Clark Wissler's main area of research was on Native American cultures. His influence is overlooked because of other anthropologists like Franz Boas and Ruth Benedict. Wissler offered some new theories that were quite different from Boas, who was a leading cultural researcher. One of Wissler's new concepts was the belief in cultural diffusion and that culture was biologically innate in humans. "Wissler also came up with the age-area hypothesis that is a theory that the age of cultural traits may be determined by examining the distribution of these traits throughout the larger area where these traits are present." Wissler's Influence is still felt in anthropology today and he is credited for helping make the fields of cultural anthropology and psychology more scientific with analytical and statistical testing.

==Views on race and eugenics==
Wissler was actively engaged in the American eugenics movement, a movement with the aim of purifying the American population of people with hereditary qualities deemed undesirable. He also was a proponent of a hierarchic racial theory that saw Africans as the lowest and Nordics as the highest rungs. This theory is today considered part and parcel of the early history of scientific racism.

==Personal life==
Wissler married Etta Viola Gebhart of Hagerstown, Indiana on June 14, 1899. Together, they had a son and a daughter, Stanley Gebhart Wissler and Mary Viola Wissler.

==Death==
Wissler died at Doctors Hospital in New York City on August 25, 1947.
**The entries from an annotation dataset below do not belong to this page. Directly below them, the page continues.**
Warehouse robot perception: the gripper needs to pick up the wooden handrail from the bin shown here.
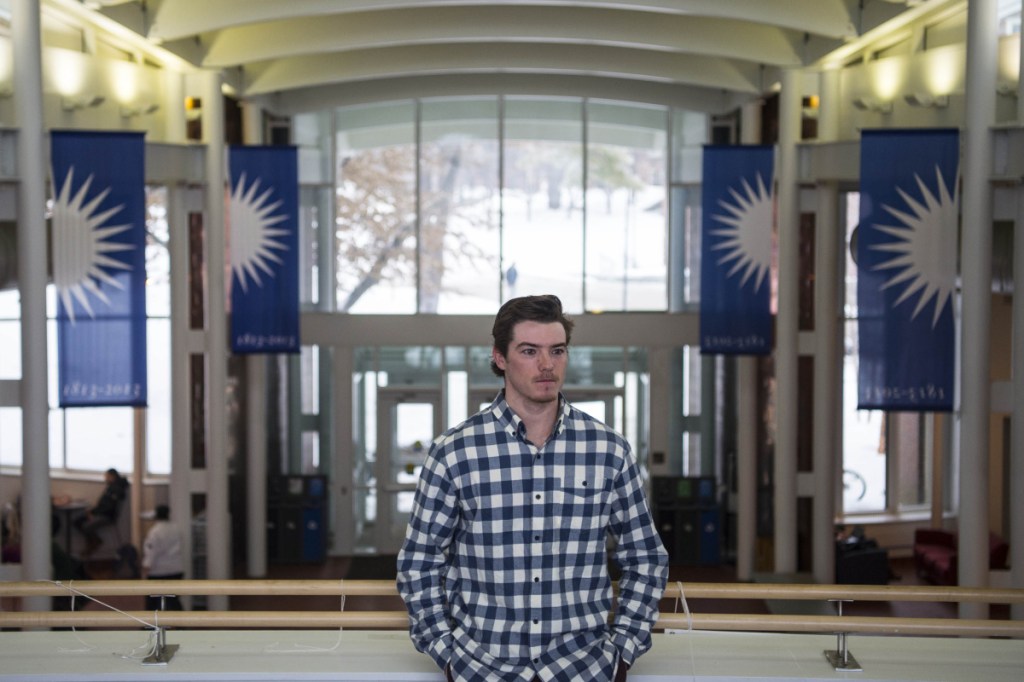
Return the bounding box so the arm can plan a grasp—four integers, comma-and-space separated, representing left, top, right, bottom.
0, 580, 1024, 637
0, 580, 1024, 604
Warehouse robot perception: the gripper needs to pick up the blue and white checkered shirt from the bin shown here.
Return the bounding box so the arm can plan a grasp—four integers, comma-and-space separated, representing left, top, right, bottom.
397, 392, 668, 682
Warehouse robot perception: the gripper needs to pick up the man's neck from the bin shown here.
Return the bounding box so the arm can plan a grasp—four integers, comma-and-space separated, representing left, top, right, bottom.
505, 394, 561, 446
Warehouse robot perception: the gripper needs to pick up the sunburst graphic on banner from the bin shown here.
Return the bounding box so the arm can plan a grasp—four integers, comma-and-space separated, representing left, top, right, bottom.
52, 166, 133, 323
229, 173, 289, 292
871, 166, 958, 329
711, 173, 772, 292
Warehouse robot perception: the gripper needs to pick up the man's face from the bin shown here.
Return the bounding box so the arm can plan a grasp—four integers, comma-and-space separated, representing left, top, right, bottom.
492, 321, 569, 403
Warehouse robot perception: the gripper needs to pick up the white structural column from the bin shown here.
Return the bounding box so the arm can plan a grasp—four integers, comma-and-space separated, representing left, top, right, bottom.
1005, 2, 1024, 621
957, 0, 998, 617
812, 70, 845, 584
11, 0, 52, 610
164, 69, 187, 143
736, 99, 763, 582
242, 101, 267, 578
811, 180, 843, 585
167, 184, 196, 602
773, 69, 801, 573
203, 72, 231, 610
1004, 178, 1024, 621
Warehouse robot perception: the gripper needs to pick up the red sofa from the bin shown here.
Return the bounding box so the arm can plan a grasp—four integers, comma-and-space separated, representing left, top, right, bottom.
913, 528, 1010, 585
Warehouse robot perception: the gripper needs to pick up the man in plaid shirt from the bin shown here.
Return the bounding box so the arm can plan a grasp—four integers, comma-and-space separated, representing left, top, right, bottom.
397, 296, 668, 682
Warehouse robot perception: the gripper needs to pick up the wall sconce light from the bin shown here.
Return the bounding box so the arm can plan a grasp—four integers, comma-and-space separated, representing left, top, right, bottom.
853, 97, 893, 114
60, 95, 106, 112
903, 92, 949, 109
121, 102, 160, 119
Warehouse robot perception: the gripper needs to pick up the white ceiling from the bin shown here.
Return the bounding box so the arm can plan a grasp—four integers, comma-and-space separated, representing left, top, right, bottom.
84, 0, 952, 112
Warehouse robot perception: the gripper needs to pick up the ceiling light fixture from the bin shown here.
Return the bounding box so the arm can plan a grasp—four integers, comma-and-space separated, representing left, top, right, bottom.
903, 92, 949, 109
121, 102, 160, 119
60, 95, 106, 112
853, 97, 893, 114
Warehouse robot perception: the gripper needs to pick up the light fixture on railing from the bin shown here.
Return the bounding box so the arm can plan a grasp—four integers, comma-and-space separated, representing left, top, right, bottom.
903, 92, 949, 109
121, 102, 160, 119
60, 95, 106, 112
853, 97, 893, 114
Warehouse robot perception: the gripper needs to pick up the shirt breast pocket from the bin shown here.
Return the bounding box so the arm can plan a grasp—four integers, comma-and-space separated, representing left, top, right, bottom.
560, 468, 611, 518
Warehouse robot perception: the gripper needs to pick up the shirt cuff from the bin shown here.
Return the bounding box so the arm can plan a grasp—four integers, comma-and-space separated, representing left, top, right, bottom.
427, 635, 452, 671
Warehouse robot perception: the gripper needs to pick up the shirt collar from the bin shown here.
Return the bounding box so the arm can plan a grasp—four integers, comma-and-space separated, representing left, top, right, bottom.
490, 388, 569, 444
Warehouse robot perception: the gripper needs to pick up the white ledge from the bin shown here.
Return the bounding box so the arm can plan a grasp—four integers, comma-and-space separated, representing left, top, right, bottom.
0, 630, 1024, 682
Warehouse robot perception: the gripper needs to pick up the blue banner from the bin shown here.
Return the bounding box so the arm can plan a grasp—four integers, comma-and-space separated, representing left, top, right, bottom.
50, 131, 146, 408
856, 129, 959, 412
700, 145, 774, 355
228, 146, 299, 353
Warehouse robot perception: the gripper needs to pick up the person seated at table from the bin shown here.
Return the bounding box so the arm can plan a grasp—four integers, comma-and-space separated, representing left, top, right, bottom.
75, 468, 128, 556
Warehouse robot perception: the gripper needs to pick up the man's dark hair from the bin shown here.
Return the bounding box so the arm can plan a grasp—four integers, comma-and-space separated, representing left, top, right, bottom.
490, 294, 572, 377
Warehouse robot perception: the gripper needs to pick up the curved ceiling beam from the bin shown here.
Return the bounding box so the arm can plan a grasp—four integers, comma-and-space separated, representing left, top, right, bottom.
240, 43, 761, 96
260, 74, 753, 116
148, 0, 860, 41
203, 6, 801, 68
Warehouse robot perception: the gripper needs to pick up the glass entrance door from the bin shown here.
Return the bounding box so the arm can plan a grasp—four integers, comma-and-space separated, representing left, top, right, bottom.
374, 389, 441, 554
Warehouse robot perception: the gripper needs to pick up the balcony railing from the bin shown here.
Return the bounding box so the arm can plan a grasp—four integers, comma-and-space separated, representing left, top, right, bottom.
0, 580, 1024, 638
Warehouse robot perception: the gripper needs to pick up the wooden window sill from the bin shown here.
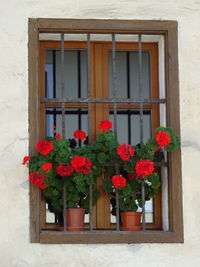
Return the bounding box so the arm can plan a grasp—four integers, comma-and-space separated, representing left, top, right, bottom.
40, 230, 183, 244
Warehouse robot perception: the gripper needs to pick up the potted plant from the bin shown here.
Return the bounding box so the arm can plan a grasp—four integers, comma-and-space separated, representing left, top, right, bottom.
23, 120, 179, 231
23, 130, 99, 231
104, 127, 180, 231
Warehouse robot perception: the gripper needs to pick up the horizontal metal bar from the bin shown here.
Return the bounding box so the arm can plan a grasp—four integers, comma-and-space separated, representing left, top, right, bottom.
40, 98, 166, 104
96, 161, 168, 168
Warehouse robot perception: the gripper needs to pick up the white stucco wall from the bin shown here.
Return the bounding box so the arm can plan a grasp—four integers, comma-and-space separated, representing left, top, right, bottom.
0, 0, 200, 267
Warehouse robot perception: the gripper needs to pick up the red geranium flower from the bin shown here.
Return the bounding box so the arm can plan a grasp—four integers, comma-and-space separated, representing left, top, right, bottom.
156, 131, 171, 147
135, 159, 154, 178
36, 140, 53, 156
117, 143, 135, 160
111, 175, 126, 188
74, 130, 86, 140
99, 120, 112, 131
29, 171, 47, 189
22, 156, 31, 165
127, 172, 137, 179
42, 162, 52, 172
55, 134, 62, 140
72, 156, 85, 168
56, 164, 74, 176
72, 156, 92, 174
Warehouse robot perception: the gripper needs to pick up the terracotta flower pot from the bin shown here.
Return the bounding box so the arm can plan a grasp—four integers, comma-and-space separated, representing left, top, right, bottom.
120, 211, 142, 231
58, 208, 85, 231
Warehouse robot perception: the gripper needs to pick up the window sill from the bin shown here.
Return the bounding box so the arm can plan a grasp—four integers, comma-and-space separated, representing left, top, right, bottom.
40, 231, 184, 244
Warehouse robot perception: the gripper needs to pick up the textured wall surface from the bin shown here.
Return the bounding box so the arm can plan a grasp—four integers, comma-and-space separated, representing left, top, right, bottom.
0, 0, 200, 267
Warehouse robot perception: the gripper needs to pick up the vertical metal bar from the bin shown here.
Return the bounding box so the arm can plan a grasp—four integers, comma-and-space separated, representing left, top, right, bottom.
126, 51, 131, 98
53, 50, 56, 130
87, 33, 93, 231
112, 34, 119, 231
138, 34, 146, 231
61, 33, 67, 232
53, 50, 56, 98
77, 50, 81, 98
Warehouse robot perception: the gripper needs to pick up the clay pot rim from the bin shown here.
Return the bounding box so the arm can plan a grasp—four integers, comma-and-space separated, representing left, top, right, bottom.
66, 208, 85, 211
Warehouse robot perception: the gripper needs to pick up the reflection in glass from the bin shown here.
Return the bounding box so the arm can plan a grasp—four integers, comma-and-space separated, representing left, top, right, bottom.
110, 110, 151, 145
109, 51, 150, 98
45, 49, 87, 98
46, 108, 88, 141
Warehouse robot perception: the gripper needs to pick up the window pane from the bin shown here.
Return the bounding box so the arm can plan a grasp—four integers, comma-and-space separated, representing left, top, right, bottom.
46, 108, 88, 142
110, 109, 153, 223
45, 50, 87, 98
110, 110, 151, 145
109, 51, 150, 98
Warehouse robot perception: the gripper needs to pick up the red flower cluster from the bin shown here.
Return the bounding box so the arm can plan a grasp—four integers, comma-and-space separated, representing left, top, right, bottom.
156, 131, 171, 147
117, 143, 135, 160
36, 140, 53, 156
72, 156, 92, 174
55, 134, 62, 140
29, 171, 47, 189
127, 172, 137, 179
74, 130, 86, 140
135, 159, 154, 178
111, 175, 126, 188
99, 120, 112, 132
42, 162, 52, 172
56, 164, 74, 176
22, 156, 31, 165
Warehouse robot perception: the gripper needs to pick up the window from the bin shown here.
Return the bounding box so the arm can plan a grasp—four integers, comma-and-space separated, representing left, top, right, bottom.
29, 19, 183, 243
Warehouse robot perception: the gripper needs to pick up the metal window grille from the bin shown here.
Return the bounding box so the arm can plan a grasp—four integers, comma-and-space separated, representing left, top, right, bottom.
41, 33, 166, 232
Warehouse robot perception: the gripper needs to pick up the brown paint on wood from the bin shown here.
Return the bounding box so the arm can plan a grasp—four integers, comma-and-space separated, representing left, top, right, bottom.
40, 231, 183, 244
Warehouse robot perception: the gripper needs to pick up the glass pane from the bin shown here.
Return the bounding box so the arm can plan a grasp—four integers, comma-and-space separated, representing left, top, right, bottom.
110, 109, 153, 223
45, 50, 87, 98
108, 51, 150, 98
110, 110, 151, 145
110, 199, 153, 223
46, 108, 89, 223
46, 108, 88, 141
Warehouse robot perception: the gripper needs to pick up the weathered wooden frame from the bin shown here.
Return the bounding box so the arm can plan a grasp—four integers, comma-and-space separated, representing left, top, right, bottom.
29, 19, 183, 244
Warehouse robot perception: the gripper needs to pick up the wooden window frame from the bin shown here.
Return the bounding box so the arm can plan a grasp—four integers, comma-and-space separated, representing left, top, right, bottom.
29, 19, 183, 244
39, 40, 162, 230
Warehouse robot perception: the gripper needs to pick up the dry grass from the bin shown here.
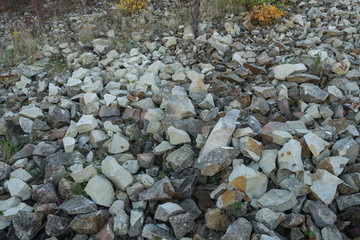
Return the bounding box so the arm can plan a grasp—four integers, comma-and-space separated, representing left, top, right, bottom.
0, 24, 39, 67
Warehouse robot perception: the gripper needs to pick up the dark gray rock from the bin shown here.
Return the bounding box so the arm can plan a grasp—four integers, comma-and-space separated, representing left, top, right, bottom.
13, 210, 43, 240
169, 213, 195, 239
59, 195, 97, 214
45, 214, 72, 237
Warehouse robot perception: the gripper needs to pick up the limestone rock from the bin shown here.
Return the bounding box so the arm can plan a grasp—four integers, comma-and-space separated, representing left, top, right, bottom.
84, 176, 115, 207
221, 218, 252, 240
310, 169, 343, 205
258, 189, 297, 212
229, 164, 268, 201
278, 139, 304, 172
101, 156, 133, 191
167, 126, 191, 145
198, 109, 240, 165
76, 115, 97, 133
166, 144, 195, 172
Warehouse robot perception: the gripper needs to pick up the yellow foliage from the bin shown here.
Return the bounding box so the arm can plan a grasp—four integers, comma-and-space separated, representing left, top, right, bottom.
246, 3, 284, 24
110, 0, 148, 14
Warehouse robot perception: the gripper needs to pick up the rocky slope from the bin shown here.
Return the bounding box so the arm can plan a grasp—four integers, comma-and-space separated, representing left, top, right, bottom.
0, 0, 360, 240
==Selected books and articles==
- Anthropological Papers of the American Museum of Natural History, Volume XI, Part 1 (Clark Wissler). 1913
- The American Indian (Clark Wissler). 1917. Oxford University Press, New York.
- North American Indians of the Plains (Clark Wissler). 1920. Smithsonian Institution, New York.
- Making Mankind (Clark Wissler, Fay Cooper Cole, William M. McGovern, et al.). 1929. D. Van Nostrand Company
- Star Legends (Clark Wissler). 1936. The American Museum of Natural History.
- Indian Cavalcade or Life on the Old-Time Indian Reservations (Clark Wissler). 1938. Sheridan House.
- Indian Costumes in the United States: A Guide to the Study of the Collections in the Museum (Clark Wissler).
- Man and Culture (Clark Wissler). 1940. Norwood Editions.
- Indians of the United States: Four Centuries of Their History and Culture (Clark Wissler). 1941. Doubleday and Company.
- A Blackfoot Source Book: Papers (Clark Wissler, David Hurst Thomas). 1986, Garland Pub.